Une révision pourrait à moindre coût constituer une solution immédiate et efficace. Brossons également le portrait de notre prochain partenaire amoureux. Puisque nous sommes dans une projection, imaginons qu’il nous apportera encore plus de satisfactions que le précédent. Quant à la perte d’emploi, n’est-ce pas l’occasion de donner vie à ce projet sans cesse repoussé faute de temps ? Nous sommes nombreux à considérer que nous devrions plus positiver. Pourtant, au moment où nous devons le faire, les pensées négatives nous rattrapent, et c’est finalement la situation elle-même que nous considérons comme négative. Pourtant, en alimentant nos pensées de manière positive, nous éloignons nos peurs et nous générons une énergie qui nous pousse à agir et réagir. Et, en étant dans une démarche active de recherche de solutions, nos actions positives finiront par donner des résultats, eux aussi, positifs. Évidemment, les événements difficiles restent très douloureux à vivre, et il est essentiel de s’accorder un temps d’acceptation. Mais il faut aussi veiller à ne pas se laisser envahir par l’inquiétude et la crainte. Nous avons tous autour de nous des exemples d’accidents de vie vécus par des personnes qui, après coup, affirment que la maladie qu’ils ont vaincue, le licenciement, la rupture ou le revers de fortune, qu’ils ont subis, représentent, à leurs yeux, la meilleure chose qui pouvait leur arriver. Cela nous prouve que la chance peut se cacher sous la forme d’un cadeau mal emballé que nous devons accepter de recevoir sans le juger sur son seul emballage. Autrement dit, croire en sa chance, c’est dire « OUI » à la vie, et accepter de jouer avec les cartes qu’elle met entre nos mains.
Pour aller plus loin…
Un conte taoïste
« Il était une fois, dans un village, un homme très pauvre qui avait un très beau cheval. Le cheval était si beau que les seigneurs du château voulaient le lui acheter, mais il refusait toujours.
– « Pour moi ce cheval n’est pas un animal, c’est un ami. Comment voulez-vous vendre un ami ? » demandait-il.
Un matin, il se rend à l’étable et le cheval n’est plus là.

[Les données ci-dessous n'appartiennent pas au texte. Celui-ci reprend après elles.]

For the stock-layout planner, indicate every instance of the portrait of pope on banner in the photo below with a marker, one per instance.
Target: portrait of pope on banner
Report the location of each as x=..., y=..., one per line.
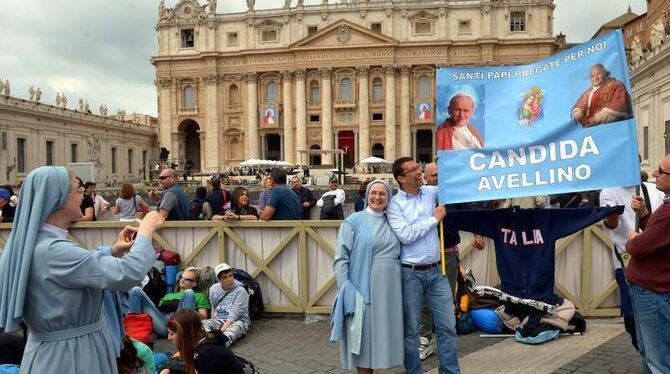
x=457, y=132
x=605, y=101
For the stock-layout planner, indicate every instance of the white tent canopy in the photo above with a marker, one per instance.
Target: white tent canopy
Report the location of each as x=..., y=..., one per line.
x=374, y=160
x=255, y=162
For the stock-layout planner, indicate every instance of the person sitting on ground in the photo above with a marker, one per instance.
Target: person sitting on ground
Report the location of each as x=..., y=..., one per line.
x=197, y=351
x=219, y=199
x=129, y=204
x=265, y=193
x=88, y=205
x=135, y=358
x=200, y=209
x=331, y=202
x=185, y=298
x=241, y=210
x=230, y=305
x=283, y=204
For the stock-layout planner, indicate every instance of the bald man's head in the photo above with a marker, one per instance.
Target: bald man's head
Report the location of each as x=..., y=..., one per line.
x=430, y=174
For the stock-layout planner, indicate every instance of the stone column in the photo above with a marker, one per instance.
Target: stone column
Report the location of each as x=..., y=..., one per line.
x=326, y=116
x=165, y=114
x=414, y=152
x=390, y=139
x=363, y=114
x=300, y=115
x=287, y=96
x=405, y=134
x=210, y=144
x=263, y=147
x=251, y=145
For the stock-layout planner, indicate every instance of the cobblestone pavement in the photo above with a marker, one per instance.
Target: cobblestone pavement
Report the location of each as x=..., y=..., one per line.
x=290, y=345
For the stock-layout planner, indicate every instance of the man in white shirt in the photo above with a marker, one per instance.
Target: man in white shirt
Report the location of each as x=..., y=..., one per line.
x=332, y=209
x=618, y=227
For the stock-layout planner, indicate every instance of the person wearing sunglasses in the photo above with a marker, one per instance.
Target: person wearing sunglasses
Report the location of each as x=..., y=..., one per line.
x=648, y=273
x=173, y=204
x=188, y=296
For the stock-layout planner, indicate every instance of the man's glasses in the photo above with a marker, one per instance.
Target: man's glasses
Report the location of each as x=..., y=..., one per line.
x=412, y=170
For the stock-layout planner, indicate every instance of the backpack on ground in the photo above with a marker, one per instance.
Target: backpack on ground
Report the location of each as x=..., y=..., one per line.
x=256, y=305
x=206, y=278
x=195, y=212
x=156, y=287
x=247, y=366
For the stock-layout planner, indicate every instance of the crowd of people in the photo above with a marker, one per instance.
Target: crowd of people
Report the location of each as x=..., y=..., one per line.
x=387, y=264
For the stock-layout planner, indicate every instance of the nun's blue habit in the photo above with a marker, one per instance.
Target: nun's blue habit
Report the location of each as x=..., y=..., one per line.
x=367, y=312
x=55, y=286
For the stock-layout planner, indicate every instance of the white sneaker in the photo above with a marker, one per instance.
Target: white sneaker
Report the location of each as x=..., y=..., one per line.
x=426, y=348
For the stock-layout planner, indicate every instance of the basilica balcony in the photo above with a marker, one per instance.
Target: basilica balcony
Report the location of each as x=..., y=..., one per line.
x=188, y=111
x=345, y=104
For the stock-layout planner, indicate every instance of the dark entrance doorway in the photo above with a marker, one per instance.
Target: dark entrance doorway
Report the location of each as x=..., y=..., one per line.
x=191, y=131
x=424, y=146
x=378, y=150
x=345, y=142
x=272, y=147
x=315, y=159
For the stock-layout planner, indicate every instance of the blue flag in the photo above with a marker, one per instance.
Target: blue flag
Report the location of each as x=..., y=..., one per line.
x=562, y=124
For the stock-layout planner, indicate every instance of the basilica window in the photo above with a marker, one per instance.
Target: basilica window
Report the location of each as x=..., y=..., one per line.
x=269, y=35
x=187, y=38
x=21, y=155
x=232, y=38
x=376, y=27
x=50, y=152
x=377, y=90
x=271, y=92
x=424, y=86
x=189, y=97
x=113, y=160
x=314, y=95
x=464, y=26
x=345, y=89
x=423, y=28
x=517, y=21
x=233, y=95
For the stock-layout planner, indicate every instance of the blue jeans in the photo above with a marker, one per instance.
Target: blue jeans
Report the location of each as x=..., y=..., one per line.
x=652, y=320
x=139, y=302
x=430, y=285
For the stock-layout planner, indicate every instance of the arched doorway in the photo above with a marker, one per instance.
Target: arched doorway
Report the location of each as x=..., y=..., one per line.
x=272, y=147
x=424, y=146
x=378, y=150
x=345, y=142
x=316, y=158
x=190, y=131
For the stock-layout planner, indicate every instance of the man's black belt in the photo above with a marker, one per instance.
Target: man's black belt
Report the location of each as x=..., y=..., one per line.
x=420, y=267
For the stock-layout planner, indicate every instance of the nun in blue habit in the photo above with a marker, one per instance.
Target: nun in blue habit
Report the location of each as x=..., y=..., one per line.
x=367, y=312
x=56, y=287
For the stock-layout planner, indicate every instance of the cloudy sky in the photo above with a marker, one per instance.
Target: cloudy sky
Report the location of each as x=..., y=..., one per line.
x=100, y=50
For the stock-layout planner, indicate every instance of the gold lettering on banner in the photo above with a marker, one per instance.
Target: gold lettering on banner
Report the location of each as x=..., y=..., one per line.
x=464, y=52
x=321, y=56
x=422, y=52
x=268, y=59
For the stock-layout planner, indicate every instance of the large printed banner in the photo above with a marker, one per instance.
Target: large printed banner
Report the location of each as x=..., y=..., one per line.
x=562, y=124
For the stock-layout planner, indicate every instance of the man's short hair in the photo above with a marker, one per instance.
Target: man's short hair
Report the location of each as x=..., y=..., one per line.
x=278, y=175
x=460, y=95
x=397, y=167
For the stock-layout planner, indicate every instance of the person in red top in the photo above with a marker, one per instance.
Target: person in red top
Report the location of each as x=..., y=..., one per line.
x=457, y=132
x=649, y=275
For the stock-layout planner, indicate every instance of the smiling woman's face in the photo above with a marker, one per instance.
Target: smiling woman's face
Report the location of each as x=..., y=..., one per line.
x=378, y=197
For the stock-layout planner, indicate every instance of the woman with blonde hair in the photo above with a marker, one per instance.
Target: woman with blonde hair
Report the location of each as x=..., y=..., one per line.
x=197, y=351
x=129, y=204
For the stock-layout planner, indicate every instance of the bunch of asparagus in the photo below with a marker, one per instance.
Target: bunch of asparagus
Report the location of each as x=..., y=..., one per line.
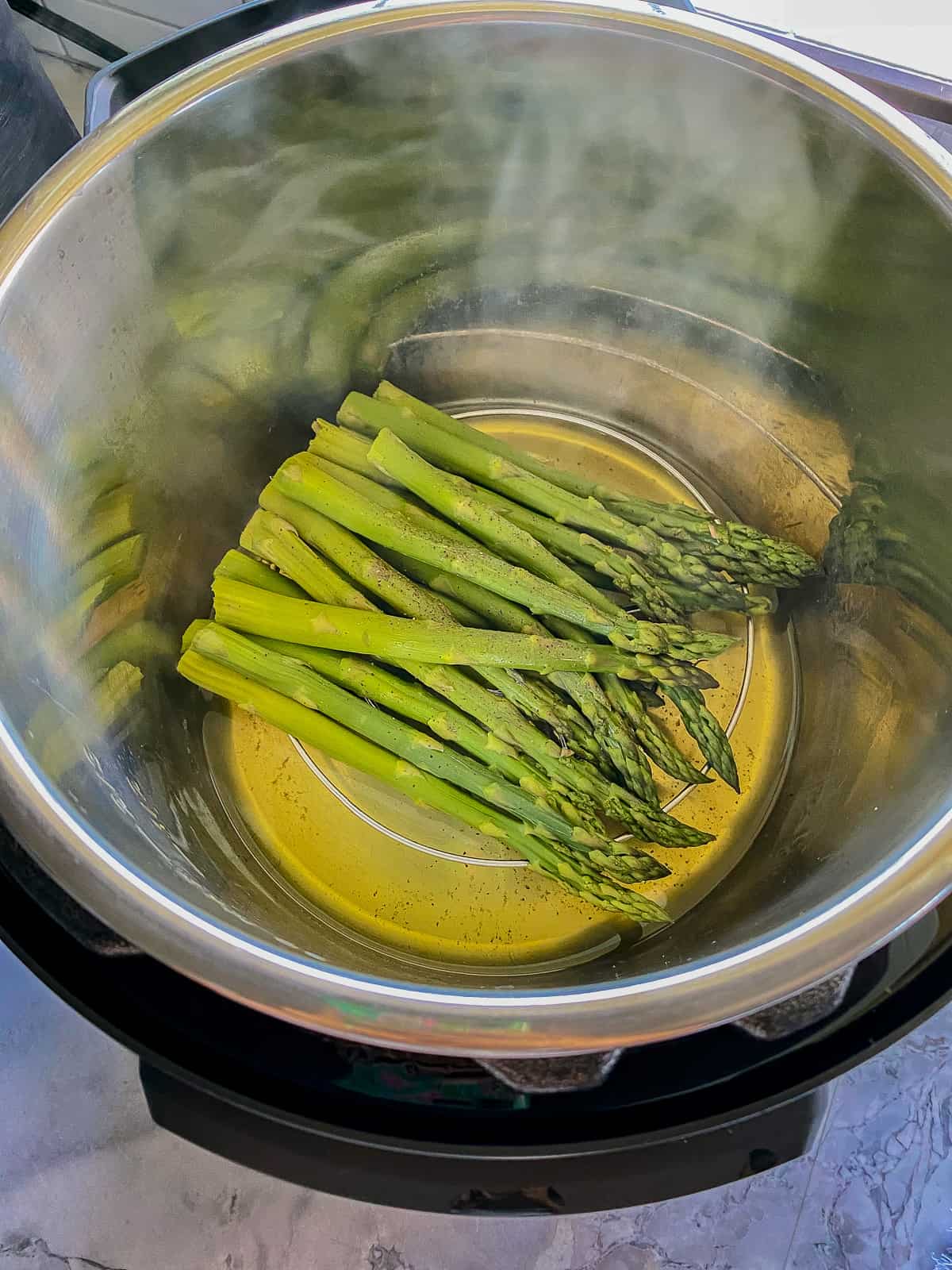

Tous les villageois lui disent : « On te l’avait bien dit ! Tu aurais mieux de le vendre. Maintenant, on te l’a volé… quel malchance ! ». Le vieil homme répond : « Chance, malchance, qui peut le dire ? ».
Tout le monde se moque de lui. Mais 15 jours plus tard, le cheval revient, avec toute une horde de chevaux sauvages. Il s’était échappé, avait séduit une belle jument et rentrait avec le reste de la horde. – « Quelle chance ! » disent les villageois.
Le vieil homme et son fils se mettent au dressage des chevaux sauvages. Mais une semaine plus tard, son fils se casse une jambe à l’entraînement. – « Quelle malchance ! » disent ses amis.
– « Comment vas-tu faire, toi qui est déjà si pauvre, si ton fils, ton seul support, ne peut plus t’aider ! ».
Le vieil homme répond « Chance, malchance, qui peut le dire ? ».
Quelques temps plus tard, l’armée du seigneur du pays arrive dans le village, et enrôle de force tous les jeunes gens disponibles.
Tous… sauf le fils du vieil homme, qui a sa jambe cassée.
– « Quelle chance tu as, tous nos enfants sont partis à la guerre, et toi tu es le seul à garder avec toi ton fils. Les nôtres vont peut-être se faire tuer… ». Le vieil homme répond « Chance, malchance, qui peut le dire ? ».